Consistency is critical here. Use lowercase letters, avoid random characters, and keep naming rules stable across the team. Otherwise, you will end up with messy reports where “Email,” “email,” and “E-mail” are treated as three different sources.
Core KPI set
The key is to focus on the metrics that actually show how a campaign is performing. Below is a compact set of the most important KPIs. Each one has a clear role.

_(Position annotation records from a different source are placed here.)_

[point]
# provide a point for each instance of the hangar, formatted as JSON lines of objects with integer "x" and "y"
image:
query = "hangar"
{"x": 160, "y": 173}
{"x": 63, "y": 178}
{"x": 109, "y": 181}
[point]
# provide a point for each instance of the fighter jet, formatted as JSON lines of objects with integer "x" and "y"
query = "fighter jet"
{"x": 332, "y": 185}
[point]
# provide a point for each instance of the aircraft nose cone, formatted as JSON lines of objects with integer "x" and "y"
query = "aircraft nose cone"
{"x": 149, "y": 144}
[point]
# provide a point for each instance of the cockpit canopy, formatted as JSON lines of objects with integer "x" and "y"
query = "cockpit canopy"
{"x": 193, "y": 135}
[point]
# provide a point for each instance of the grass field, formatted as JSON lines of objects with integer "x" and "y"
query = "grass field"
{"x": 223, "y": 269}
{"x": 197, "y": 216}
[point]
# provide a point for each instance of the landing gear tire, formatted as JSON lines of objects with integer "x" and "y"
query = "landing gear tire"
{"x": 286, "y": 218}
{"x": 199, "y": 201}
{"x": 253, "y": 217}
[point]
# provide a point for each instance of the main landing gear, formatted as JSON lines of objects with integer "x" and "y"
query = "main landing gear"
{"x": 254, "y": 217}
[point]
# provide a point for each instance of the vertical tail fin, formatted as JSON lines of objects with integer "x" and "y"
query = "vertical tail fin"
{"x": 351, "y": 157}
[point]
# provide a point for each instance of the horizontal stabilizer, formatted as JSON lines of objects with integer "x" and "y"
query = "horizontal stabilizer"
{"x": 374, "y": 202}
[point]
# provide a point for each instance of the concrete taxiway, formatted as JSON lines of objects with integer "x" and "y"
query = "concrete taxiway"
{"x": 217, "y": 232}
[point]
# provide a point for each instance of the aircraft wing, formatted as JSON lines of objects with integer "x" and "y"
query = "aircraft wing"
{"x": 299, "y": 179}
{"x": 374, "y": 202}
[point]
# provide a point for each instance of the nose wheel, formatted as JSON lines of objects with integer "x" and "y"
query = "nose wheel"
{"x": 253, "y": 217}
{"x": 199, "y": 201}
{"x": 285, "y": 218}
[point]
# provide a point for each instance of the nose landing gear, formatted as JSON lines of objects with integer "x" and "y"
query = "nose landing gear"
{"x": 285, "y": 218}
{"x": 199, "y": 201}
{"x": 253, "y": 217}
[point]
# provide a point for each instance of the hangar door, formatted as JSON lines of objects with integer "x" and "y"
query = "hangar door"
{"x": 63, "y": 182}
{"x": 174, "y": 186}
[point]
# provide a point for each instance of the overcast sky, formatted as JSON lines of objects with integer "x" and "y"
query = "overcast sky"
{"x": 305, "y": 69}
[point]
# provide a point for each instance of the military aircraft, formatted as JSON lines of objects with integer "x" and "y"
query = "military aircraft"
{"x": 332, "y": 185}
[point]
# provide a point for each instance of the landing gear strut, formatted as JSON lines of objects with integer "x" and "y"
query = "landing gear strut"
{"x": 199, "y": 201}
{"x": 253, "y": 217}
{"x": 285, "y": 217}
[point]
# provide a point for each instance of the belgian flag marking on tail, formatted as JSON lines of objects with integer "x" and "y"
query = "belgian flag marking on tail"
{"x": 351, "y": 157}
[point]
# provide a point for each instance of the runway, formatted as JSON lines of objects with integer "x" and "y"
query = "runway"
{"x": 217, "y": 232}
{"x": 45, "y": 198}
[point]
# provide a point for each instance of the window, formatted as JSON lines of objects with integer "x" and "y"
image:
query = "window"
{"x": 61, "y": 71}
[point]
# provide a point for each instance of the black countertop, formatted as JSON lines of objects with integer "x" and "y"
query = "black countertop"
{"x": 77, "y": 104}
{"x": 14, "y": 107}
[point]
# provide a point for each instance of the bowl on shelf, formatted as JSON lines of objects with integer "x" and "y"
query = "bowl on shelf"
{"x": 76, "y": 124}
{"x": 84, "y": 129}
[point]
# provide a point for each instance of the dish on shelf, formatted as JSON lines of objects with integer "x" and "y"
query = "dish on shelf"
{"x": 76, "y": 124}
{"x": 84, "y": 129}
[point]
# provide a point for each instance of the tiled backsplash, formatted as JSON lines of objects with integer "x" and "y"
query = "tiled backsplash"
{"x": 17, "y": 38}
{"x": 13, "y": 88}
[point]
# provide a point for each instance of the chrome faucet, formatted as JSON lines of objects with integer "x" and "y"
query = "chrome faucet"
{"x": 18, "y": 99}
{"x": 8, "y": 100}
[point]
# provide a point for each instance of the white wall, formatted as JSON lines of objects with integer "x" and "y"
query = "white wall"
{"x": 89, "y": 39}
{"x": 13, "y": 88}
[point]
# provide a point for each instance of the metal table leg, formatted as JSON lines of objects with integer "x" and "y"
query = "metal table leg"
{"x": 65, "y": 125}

| KPI | Formula | Misread | Use |
| Delivery Rate — percentage of emails accepted by receiving servers | (Delivered emails ÷ Sent emails) × 100 | A high delivery rate doesn’t mean messages land in inboxes; they could still end up in spam | Supportive. Always check first, but don’t stop here |
| Deliverability — share of emails that reach the inbox rather than spam | Not directly visible in most tools, usually estimated through inbox tests or third-party checks | It’s not about how many emails were sent, but where they landed | Primary for technical health of your program |
| Bounce rate — percentage of emails that fail to deliver | (Bounced emails ÷ Sent emails) × 100 | A low bounce rate doesn’t guarantee good list quality; inactive users can still remain | Supportive, but critical for list hygiene |
| Open rate — percentage of delivered emails that were opened | (Unique opens ÷ Delivered emails) × 100 | Opens can be inflated by bots or blocked by privacy settings. Treat as a trend, not an absolute truth | Supportive, not a decision metric |
| Click-through rate (CTR) — percentage of recipients who clicked at least one link | (Unique clicks ÷ Delivered emails) × 100 | A high CTR doesn’t guarantee conversions; it only shows interest | Primary for engagement campaigns |
| Click-to-open rate (CTOR) — clicks compared to opens | (Unique clicks ÷ Unique opens) × 100 | CTOR depends on how accurately opens are tracked. If open data is shaky, CTOR will be too | Supportive, helps judge if content motivates action |
| Conversion rate — percentage of recipients who completed the desired action (purchase, sign-up) | (Conversions ÷ Delivered emails) × 100 | Conversion attribution can be messy if multiple channels are involved | Primary for revenue-driven campaigns |
| Revenue per recipient (RPR) — average revenue from each delivered email | Total revenue ÷ Delivered emails | A strong RPR doesn’t mean the whole list performs well. Outliers can skew results | Primary when email’s direct impact on sales matters |
| Unsubscribe Rate — percentage of recipients who opt out | (Unsubscribes ÷ Delivered emails) × 100 | A low unsubscribe rate doesn’t always mean engagement is high. Many people just stop opening instead | Supportive, useful for spotting dissatisfaction trends |
| Spam Complaint Rate — percentage of recipients marking emails as spam | (Spam complaints ÷ Delivered emails) × 100 | Even a small rise can damage sender reputation, so it should never be ignored | Primary for protecting long-term deliverability |
| Share rate — percentage of recipients who shared the email. | (Forwards or shares ÷ Delivered emails) × 100 | Low numbers don’t mean failure; most people rarely forward emails | Supportive, a signal of highly valuable content |
| Engagement time — how long recipients spend with the email. | Varies by tool, often tracked as “read,” “skimmed,” “glanced” | High read time doesn’t always equal interest; it can also mean the message was confusing | Supportive, helpful for content quality review |
The practical way to work with these KPIs is to pick one or two as the primary measure for each campaign, depending on the goal, and use the rest as supporting context.